Trotzdem scheint der Klima- und Umweltschutz in Europa kaum noch eine Rolle zu spielen: etwa im deutschen Wahlkampf zur anstehenden Bundestagswahl im Februar, aber auch in Luxemburg scheine die Klima- und Umweltkrise in der Politik der CSV-DP-Regierung nicht mehr zu existieren. „Sie ist total verschollen“, sagte die Abgeordnete und frühere Ministerin Sam Tanson. „Zumindest hat man den Eindruck, dass die Regierung alles unternimmt, um die Klima-Transition zu stoppen.“

Die Klimapolitik werde verschlafen, und die Natur werde permanent gegen alle anderen Themen ausgespielt, so die Grünen-Politikerin. Zudem habe es die Regierung in gut einem Jahr geschafft, die Zivilgesellschaft komplett gegen sich aufzubringen, allen voran die Gewerkschaften. Mit dem Hinweis darauf, dass der Sozialdialog mit Füßen getreten werde, wie die OGBL-Präsidentin Nora Back am selben Tag im Face-à-Face mit CSV-Fraktionschef Marc Spautz gesagt hatte, warf Tanson der Regierung vor, vor allem das Patronat zufriedenzustellen – und dabei vor allem jenen Teil der Arbeitgeber, der besonders kurzfristig denkt.

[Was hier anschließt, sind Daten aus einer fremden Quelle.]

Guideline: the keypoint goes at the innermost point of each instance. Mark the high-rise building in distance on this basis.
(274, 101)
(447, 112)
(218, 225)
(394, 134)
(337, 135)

Luxemburger Modell in Gefahr

Das Luxemburger Modell stehe dadurch zur Disposition, befürchtet Tanson weiter. Stattdessen habe der Premierminister „Plattitüden“ parat. Ständig werde einer gegen den anderen ausgespielt, sagte sie und zählte auf: „Patronat versus Gewerkschaften, Umwelt versus Logement, Bettler und Flüchtlinge versus Sicherheit“. Damit schaffe man vor allem neue Probleme. Die Regierung sei noch immer in einem permanenten Wahlkampf, so die Einschätzung der Abgeordneten, die bei den Grünen für die „sensibilité politique“ zuständig ist. Regeln – auch auf EU-Ebene – hin zu mehr Nachhaltigkeit zurückzuschrauben und dies dann als Errungenschaft darzustellen, halte sie für „extrem enttäuschend“. Die Grünen hingegen werden sich nach den Worten der Ex-Ministerin weiter für eine starke Klima- und Umweltpolitik einsetzen.

Verstärkt kapitalismuskritisch argumentierte die Europaabgeordnete Tilly Metz: „Wir sind weit weg von der Logik ‚Eigentum verpflichtet‘“, betonte sie und erntete dafür Bravo-Rufe und lange anhaltenden Beifall. Der Kapitalismus sei „another elephant in the room“, über den nicht genug gesprochen werde. Ihn ungehindert gewähren zu lassen, führe dazu, dass dieser sich selbst untergräbt, weil ihm die Ressourcen ausgingen.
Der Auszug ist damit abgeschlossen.